Paylaşılan taslağın öğretmenlerin ve eğitim çalışanlarının yıllardır mesleğimizin haklarının korunduğu bir
meslek kanunumuz olsun diye beklediği içerikle uzaktan yakından alakası olmadığını gördük.
Öğretmenlik Meslek Kanunu İstiyorduk, Öğretmenlik Cezalandırma Kanunu ile karşı karşıya kaldık.
İçeriğinde mesleğimizin onurunu koruyacak, eğitim çalışanlarının can güvenliğini sağlayacak, öğretmenlerin
özlük haklarının iyileştirildiği, karşılaşılan sorunların çözümü diyeceğimiz hiçbir madde bulunmamaktadır.
Öğretmenlik Meslek Kanunu beklerken, Öğretmenliği Bitirme Kanunuyla karşı karşıya kaldık.
Öğretmenlerin iş güvencesini muallak ifadelerle gasp etme niyetiyle hazırlanmış, rotasyon ile sürgüne kapı
aralayan, ekonomik şartların iyileştirilmesini unutmuş bu taslak kabul edilemezdir.
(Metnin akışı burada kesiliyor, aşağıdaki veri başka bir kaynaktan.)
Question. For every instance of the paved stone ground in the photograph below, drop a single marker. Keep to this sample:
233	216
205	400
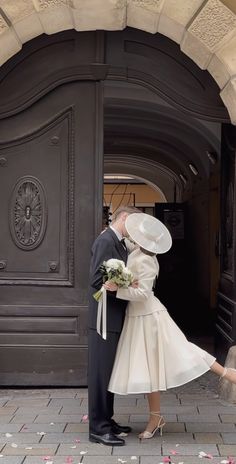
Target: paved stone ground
48	426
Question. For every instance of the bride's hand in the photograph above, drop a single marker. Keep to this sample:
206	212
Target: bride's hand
110	286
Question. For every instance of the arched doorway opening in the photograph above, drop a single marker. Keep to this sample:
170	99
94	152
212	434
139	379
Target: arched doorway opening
163	154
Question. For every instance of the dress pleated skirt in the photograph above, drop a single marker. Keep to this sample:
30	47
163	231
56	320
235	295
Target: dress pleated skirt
153	354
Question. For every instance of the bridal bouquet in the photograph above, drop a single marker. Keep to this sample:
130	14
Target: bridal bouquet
115	271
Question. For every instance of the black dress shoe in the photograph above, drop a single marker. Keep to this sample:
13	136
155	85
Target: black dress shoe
108	439
117	428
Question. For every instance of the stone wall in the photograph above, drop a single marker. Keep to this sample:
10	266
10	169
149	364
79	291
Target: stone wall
205	30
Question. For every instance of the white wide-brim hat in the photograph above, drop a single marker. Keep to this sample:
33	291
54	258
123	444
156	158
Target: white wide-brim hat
148	232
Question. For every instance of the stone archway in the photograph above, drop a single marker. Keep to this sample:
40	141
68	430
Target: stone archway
205	30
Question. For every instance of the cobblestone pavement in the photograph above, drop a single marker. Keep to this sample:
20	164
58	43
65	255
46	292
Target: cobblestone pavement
39	426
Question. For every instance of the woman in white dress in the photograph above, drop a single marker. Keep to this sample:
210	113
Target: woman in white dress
153	354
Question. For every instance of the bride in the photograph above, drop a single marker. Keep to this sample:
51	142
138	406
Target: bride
153	354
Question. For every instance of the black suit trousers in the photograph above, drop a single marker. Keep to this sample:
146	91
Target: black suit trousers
100	363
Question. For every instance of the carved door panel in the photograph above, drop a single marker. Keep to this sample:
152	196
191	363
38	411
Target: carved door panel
49	212
226	314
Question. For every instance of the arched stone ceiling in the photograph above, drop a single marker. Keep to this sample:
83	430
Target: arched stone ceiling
204	29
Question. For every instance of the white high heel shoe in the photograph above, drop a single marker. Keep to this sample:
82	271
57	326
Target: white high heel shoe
225	371
146	434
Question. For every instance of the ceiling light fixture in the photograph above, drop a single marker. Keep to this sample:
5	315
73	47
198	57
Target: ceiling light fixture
193	169
183	178
212	156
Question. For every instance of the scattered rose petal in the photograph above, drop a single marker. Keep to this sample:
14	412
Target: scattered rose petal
230	460
69	460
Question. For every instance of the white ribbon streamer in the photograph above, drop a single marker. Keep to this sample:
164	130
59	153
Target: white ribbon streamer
102	314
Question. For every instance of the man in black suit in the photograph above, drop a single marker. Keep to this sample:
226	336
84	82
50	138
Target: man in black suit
102	428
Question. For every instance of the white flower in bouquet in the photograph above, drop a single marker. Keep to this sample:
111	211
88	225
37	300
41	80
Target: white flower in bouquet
115	271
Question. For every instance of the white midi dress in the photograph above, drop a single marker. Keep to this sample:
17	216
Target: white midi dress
153	353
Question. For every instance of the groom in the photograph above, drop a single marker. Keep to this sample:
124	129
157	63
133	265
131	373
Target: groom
109	244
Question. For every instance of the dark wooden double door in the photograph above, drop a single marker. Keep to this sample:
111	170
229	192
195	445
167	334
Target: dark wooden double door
50	190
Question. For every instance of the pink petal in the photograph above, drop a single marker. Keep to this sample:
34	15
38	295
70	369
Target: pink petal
69	460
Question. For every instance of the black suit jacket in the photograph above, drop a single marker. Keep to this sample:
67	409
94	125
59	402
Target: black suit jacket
105	247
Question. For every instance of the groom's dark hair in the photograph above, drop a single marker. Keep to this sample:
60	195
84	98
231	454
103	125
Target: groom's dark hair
124	209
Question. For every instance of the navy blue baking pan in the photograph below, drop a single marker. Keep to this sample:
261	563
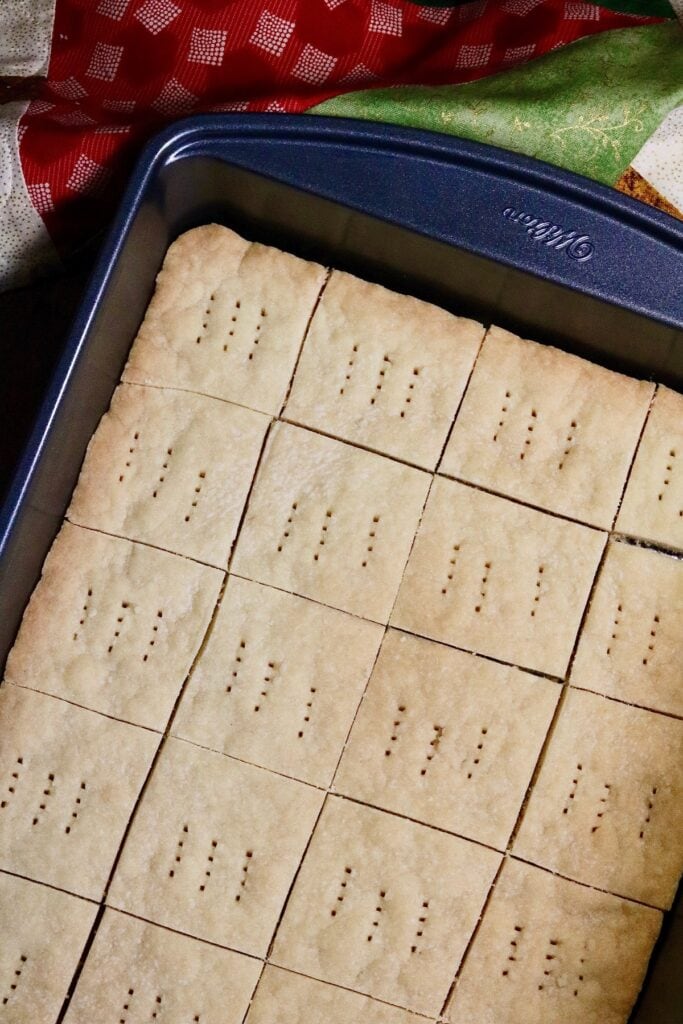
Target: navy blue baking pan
478	230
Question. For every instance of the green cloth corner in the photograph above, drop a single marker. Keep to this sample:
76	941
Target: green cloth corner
589	107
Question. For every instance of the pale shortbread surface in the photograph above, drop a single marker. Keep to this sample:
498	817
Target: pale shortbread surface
43	934
330	521
447	738
283	997
214	847
652	506
548	428
71	781
171	469
497	578
550	951
384	906
606	808
138	973
279	681
383	370
227	318
114	626
632	643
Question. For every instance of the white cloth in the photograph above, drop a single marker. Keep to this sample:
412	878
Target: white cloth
26	35
660	160
25	244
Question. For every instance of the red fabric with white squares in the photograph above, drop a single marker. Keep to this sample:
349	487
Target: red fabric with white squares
119	69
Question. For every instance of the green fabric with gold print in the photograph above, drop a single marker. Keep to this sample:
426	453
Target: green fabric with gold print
589	107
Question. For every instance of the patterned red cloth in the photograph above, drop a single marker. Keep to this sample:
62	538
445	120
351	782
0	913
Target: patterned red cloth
120	69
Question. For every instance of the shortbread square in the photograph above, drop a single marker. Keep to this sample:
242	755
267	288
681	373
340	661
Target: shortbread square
171	469
279	682
497	578
383	370
384	906
114	626
607	806
330	521
43	934
548	428
70	781
631	646
447	738
214	847
283	997
227	318
550	951
652	506
137	972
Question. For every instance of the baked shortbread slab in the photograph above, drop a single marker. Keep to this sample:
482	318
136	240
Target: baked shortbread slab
171	469
447	738
137	972
606	808
330	521
214	847
548	428
497	578
652	506
43	934
114	626
384	906
71	781
283	997
227	318
383	370
279	682
631	646
550	951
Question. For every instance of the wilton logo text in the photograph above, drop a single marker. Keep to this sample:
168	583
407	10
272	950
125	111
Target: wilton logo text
577	246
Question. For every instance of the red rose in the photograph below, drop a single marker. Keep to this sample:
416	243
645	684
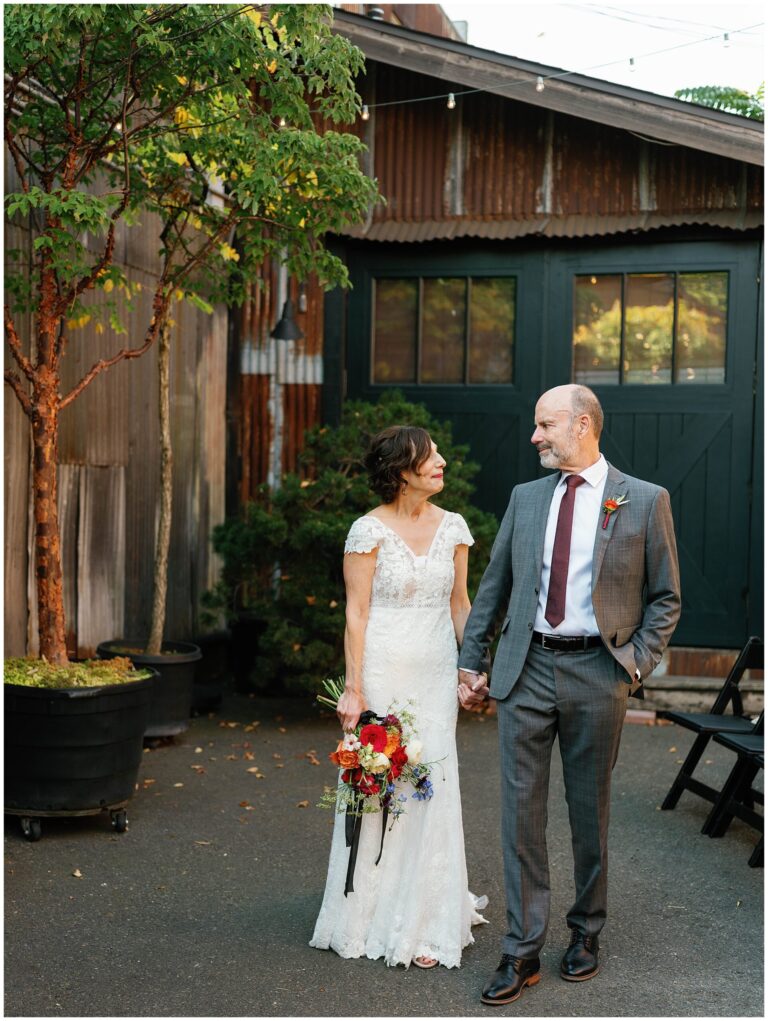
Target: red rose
368	785
373	734
399	758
Bakanlığın öğretmenlerin
beklentilerini görmezden gelerek hazırladığı bu metin, öğretmenler tarafından istenmemektedir. Öğretmenler,
Öğretmenlik Meslek Kanununda;
Can güvenliğinin sağlanması için önleyici tedbirleri, ertelenme olmayan caydırıcı cezaları, mobbing ve
baskıyı önleyici tedbirlerin alınmasını istiyor!
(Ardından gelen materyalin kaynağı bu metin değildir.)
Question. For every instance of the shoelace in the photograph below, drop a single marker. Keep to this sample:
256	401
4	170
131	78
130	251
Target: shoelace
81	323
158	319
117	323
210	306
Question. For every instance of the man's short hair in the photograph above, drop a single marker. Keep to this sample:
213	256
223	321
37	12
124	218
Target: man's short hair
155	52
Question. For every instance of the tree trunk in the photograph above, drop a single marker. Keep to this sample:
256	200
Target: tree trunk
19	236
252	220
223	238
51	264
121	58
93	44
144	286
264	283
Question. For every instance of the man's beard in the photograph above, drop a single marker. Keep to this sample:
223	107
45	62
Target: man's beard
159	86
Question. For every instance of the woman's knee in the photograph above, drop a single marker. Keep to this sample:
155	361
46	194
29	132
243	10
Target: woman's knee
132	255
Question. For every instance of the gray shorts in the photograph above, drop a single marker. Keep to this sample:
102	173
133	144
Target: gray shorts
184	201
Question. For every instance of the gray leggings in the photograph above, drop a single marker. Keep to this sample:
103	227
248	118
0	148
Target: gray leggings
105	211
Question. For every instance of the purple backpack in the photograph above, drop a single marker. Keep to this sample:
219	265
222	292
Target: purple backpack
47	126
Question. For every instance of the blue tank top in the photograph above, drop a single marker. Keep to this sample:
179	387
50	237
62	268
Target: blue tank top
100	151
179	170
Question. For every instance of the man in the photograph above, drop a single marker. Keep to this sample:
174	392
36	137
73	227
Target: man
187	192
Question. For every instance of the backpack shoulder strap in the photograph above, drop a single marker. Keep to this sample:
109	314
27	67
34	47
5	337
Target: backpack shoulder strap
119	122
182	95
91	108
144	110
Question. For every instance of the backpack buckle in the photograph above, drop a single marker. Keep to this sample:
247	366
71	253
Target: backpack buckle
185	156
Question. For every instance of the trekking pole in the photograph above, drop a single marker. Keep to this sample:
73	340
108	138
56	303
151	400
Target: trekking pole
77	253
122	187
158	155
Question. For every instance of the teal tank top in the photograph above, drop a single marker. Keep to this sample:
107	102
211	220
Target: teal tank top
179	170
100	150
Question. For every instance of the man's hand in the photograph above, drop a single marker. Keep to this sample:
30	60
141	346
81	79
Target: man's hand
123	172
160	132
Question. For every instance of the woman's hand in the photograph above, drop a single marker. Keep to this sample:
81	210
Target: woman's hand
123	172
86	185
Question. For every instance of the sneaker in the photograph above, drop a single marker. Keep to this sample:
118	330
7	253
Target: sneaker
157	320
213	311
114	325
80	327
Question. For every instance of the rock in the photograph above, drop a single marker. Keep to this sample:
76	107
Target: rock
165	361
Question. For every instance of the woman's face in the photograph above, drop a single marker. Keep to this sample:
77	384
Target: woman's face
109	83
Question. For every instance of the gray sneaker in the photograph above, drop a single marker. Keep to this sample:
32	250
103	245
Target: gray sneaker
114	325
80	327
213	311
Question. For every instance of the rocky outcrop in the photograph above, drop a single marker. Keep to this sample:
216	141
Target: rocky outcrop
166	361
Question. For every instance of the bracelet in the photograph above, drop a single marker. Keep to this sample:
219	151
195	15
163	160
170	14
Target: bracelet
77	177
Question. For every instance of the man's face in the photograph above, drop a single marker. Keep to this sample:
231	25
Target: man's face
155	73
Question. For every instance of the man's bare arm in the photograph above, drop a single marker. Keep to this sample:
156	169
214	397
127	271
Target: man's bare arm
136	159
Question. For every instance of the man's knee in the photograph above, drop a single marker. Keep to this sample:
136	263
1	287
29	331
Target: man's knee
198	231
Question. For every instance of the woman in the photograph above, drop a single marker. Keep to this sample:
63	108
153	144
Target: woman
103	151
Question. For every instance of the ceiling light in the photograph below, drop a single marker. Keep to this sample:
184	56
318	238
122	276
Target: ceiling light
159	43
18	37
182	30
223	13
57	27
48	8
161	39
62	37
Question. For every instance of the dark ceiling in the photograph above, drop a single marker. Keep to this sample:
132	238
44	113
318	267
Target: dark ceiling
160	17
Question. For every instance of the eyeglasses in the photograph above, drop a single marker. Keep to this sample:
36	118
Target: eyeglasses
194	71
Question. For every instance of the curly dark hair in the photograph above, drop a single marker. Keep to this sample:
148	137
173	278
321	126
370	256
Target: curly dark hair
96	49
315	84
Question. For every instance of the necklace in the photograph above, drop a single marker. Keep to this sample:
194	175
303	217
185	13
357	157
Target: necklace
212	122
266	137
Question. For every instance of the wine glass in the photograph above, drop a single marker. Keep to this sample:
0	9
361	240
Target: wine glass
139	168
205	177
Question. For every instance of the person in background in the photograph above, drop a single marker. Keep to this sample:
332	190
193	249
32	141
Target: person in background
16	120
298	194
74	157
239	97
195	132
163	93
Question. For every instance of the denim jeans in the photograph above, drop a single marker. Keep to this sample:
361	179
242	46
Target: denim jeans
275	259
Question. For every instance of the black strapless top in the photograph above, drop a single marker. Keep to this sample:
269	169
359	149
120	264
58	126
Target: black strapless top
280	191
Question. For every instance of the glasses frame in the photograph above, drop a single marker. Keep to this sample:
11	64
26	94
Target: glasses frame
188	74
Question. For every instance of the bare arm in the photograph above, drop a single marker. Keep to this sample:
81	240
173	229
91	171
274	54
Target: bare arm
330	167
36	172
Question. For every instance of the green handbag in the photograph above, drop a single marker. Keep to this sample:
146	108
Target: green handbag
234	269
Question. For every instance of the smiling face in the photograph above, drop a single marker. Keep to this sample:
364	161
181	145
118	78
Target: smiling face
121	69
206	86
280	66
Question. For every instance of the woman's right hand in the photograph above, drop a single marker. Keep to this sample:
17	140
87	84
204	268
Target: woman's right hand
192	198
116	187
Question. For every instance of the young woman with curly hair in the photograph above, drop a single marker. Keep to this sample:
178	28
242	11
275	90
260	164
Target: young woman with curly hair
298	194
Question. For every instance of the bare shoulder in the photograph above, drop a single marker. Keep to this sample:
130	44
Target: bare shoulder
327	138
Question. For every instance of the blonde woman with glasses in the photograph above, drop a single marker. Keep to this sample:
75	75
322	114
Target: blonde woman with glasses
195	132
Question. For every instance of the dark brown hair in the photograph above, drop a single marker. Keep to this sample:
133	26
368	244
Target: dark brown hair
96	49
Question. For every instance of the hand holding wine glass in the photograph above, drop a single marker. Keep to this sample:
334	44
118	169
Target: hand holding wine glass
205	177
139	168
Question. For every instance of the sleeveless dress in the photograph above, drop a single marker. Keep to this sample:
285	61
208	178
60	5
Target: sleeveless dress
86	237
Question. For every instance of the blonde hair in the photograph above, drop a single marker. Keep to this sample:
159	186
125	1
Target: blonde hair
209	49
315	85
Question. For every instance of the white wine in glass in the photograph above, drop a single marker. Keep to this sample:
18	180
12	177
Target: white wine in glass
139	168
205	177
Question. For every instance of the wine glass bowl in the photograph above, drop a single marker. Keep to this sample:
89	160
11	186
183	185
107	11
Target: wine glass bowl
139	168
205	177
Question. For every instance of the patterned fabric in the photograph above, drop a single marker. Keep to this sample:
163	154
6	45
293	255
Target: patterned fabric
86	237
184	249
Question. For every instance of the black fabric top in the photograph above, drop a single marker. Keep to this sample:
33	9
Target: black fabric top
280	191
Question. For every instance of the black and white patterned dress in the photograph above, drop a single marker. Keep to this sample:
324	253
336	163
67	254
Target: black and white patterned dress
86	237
Öğretmenler; ekonomik şartlarının iyileştirilmesini, eğitim çalışanlarına eğitim-öğretim ödeneğinin 1
maaşa yükseltilmesini ve 24 Kasım’da bir maaş ikramiye verilmesini istiyor!
Ayrıca Uzman ve Başöğretmenlik sürelerinin önceki bakanın açıkladığı gibi 5 ve 10 yıla düşürülmesini,
bu haklarının emekliliğe de yansıtılmasını, yöneticilik atamalarında adil ve yazılı sınav ile atanma yollarının
teminat altına alınmasını, dezavantajlı bölgelerde çalışan eğitim çalışanlarına bölge tazminatı ve yol yardımı
verilmesini, ödüllendirme sisteminin objektif ve şeffaf bir hale dönüştürülmesini istiyor!
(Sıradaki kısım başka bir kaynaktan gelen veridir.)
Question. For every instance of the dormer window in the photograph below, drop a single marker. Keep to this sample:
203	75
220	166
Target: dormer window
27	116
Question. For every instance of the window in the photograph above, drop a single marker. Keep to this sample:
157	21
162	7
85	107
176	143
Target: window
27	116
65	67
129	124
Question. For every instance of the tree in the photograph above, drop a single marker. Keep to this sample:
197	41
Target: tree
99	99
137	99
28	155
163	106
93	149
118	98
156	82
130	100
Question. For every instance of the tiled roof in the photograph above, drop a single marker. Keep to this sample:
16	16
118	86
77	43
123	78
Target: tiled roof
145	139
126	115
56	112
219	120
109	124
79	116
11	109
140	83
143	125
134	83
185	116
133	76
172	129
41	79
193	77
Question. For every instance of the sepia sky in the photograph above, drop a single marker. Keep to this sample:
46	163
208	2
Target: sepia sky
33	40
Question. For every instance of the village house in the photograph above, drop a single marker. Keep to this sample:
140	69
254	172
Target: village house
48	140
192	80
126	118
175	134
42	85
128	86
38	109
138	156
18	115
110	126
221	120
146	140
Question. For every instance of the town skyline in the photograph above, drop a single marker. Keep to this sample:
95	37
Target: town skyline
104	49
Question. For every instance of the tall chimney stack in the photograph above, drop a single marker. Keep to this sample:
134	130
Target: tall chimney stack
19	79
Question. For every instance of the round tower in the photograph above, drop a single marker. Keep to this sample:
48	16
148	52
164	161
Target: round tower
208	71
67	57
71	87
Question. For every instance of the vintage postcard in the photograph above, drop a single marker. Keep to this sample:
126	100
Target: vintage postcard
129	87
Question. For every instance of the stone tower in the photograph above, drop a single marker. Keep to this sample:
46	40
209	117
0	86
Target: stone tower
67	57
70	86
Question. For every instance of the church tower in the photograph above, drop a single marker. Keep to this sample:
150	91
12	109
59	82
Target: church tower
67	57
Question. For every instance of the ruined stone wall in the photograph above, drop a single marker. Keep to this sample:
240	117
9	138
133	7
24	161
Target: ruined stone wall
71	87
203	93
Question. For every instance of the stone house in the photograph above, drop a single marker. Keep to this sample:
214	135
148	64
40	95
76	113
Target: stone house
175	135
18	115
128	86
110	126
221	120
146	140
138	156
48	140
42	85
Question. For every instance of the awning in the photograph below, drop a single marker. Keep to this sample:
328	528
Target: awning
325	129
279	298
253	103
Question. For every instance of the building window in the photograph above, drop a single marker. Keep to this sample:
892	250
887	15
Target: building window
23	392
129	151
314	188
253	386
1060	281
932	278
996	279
Yani açıklanan kanun ile çalışanların beklentisi arasında dağlar kadar fark vardır. Sayın bakanın artık
karar vermesi gerektiği düşünüyoruz! Ya emekçilerinin yanında olacak, bu garabeti ortadan kaldırıp
öğretmenlerin gerçek taleplerini dikkate alarak bir Öğretmenlik Meslek Kanunu hazırlayacak ya da 1 milyon 300
bin eğitim çalışanını karşısına alıp bu garabette ısrar edecek.
Biz Genç Eğitim Sendikası olarak tüm gücümüzle “Meslek Kanunu” adı altında ceza kanununun
geçmemesi için mücadele edeceğiz. Öğretmenlik Meslek Kanunu için tüm sendikaların katılımıyla Meclis Milli
Eğitim, Kültür, Gençlik ve Spor Komisyonundan ve MEB’den resmi olarak toplantı talep ettik. Talebimizde
haklıyız ve kazanacağız. Siyaset kurumunun da mecliste görüşülecek bu garabete prim vermeyip, gerekli
taleplerimizi dikkate alarak Ülkemizin siyasi iklimini doğru okumaları gerektiğini hatırlatıyoruz. Millete rağmen
siyaseti Türkiye’de yapanların sonunun hüsran olduğunun da altını özellikle çiziyoruz.